How Storage Conditions Change the Risk

A recurring theme across nearly every contaminant category is that heat and time make things worse. PET bottles stored in cool, dark conditions leach far fewer chemicals than those left in sunlight, stored in hot warehouses, or forgotten in a car. Antimony, BPA, and aluminum all show steep, measurable increases with rising temperature. The practical takeaway is that a bottle of water sitting on a store shelf in an air-conditioned building is a very different product from the same bottle after a week in a hot trunk.

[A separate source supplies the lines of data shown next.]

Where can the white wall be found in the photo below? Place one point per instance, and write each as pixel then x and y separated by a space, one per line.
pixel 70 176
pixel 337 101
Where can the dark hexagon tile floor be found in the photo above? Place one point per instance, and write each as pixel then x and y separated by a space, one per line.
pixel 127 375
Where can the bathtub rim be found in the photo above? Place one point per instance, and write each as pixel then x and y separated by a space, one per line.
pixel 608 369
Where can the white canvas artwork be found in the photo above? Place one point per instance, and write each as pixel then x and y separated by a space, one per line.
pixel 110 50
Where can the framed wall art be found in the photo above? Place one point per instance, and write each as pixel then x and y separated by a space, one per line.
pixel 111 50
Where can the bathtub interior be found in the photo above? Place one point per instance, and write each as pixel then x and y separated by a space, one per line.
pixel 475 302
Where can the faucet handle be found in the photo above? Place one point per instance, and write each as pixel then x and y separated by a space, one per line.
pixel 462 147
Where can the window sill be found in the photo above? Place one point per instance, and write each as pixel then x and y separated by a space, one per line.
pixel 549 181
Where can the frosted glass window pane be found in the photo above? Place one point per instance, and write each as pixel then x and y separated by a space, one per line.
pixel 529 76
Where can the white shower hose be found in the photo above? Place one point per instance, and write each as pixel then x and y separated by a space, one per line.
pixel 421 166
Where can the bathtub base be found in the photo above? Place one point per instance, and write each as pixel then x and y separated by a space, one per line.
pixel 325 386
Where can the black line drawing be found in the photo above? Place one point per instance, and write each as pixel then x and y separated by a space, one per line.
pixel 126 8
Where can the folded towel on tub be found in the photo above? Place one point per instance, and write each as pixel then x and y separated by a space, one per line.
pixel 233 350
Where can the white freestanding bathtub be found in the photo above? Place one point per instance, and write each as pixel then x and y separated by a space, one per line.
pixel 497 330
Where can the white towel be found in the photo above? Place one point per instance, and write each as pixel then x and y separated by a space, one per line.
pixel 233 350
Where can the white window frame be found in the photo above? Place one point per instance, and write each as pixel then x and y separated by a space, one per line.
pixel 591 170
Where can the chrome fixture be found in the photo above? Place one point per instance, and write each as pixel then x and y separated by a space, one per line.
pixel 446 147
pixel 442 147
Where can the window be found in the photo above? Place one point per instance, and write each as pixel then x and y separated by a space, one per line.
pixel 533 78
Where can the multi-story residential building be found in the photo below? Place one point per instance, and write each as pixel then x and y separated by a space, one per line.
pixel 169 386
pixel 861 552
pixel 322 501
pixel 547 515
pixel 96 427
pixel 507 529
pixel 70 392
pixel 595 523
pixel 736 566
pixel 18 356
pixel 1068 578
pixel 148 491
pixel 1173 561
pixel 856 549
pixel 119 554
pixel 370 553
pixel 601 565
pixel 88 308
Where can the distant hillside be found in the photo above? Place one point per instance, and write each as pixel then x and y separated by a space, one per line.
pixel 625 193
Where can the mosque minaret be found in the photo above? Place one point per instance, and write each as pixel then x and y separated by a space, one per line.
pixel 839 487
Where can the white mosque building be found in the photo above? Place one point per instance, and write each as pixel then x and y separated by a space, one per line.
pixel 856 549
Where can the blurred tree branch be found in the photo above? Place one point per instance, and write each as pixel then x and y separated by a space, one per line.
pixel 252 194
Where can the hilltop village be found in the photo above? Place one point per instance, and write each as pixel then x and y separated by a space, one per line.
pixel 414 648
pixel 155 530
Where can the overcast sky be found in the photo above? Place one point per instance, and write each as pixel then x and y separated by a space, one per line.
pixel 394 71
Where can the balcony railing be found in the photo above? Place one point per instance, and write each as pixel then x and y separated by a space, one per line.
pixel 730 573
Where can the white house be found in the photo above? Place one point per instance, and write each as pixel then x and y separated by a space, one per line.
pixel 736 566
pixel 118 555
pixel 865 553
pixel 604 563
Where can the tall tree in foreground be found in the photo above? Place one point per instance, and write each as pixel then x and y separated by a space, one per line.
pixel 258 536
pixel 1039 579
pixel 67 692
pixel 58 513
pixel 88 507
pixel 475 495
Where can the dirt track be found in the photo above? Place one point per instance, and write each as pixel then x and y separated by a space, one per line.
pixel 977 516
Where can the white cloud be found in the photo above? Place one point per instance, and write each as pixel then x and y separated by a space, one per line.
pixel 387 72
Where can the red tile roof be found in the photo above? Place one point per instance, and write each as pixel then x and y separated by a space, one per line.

Sunlight exposure compounds the problem. UV radiation accelerates the degradation of plastic polymers, releasing more particles and chemical compounds into the water. One study noted that even brief outdoor storage with sun exposure increased antimony and other trace elements. The recommendation from researchers is straightforward: store bottled water in cool, shaded environments and avoid keeping it for extended periods, particularly during warmer months.

Does the Bottle Material Matter?

Yes. Standard single-use PET bottles, while showing minimal chemical migration compared to some reusable plastics, still contribute nanoplastics and antimony. Polycarbonate bottles (the rigid, reusable kind often used in water coolers) are the primary source of BPA. A laboratory analysis of reusable bottles made from various plastics found that silicone, polyethylene, and polypropylene showed the highest overall chemical migration, while PET and similar rigid plastics had comparatively lower levels.

Glass bottles largely sidestep the plastic-related contamination issues. They don’t leach BPA, antimony, or plastic particles. They can still contain whatever contaminants are present in the source water itself, including heavy metals and PFAS, but they eliminate the packaging as a variable. For people looking to reduce their chemical exposure from water containers, glass or stainless steel remain the cleanest options.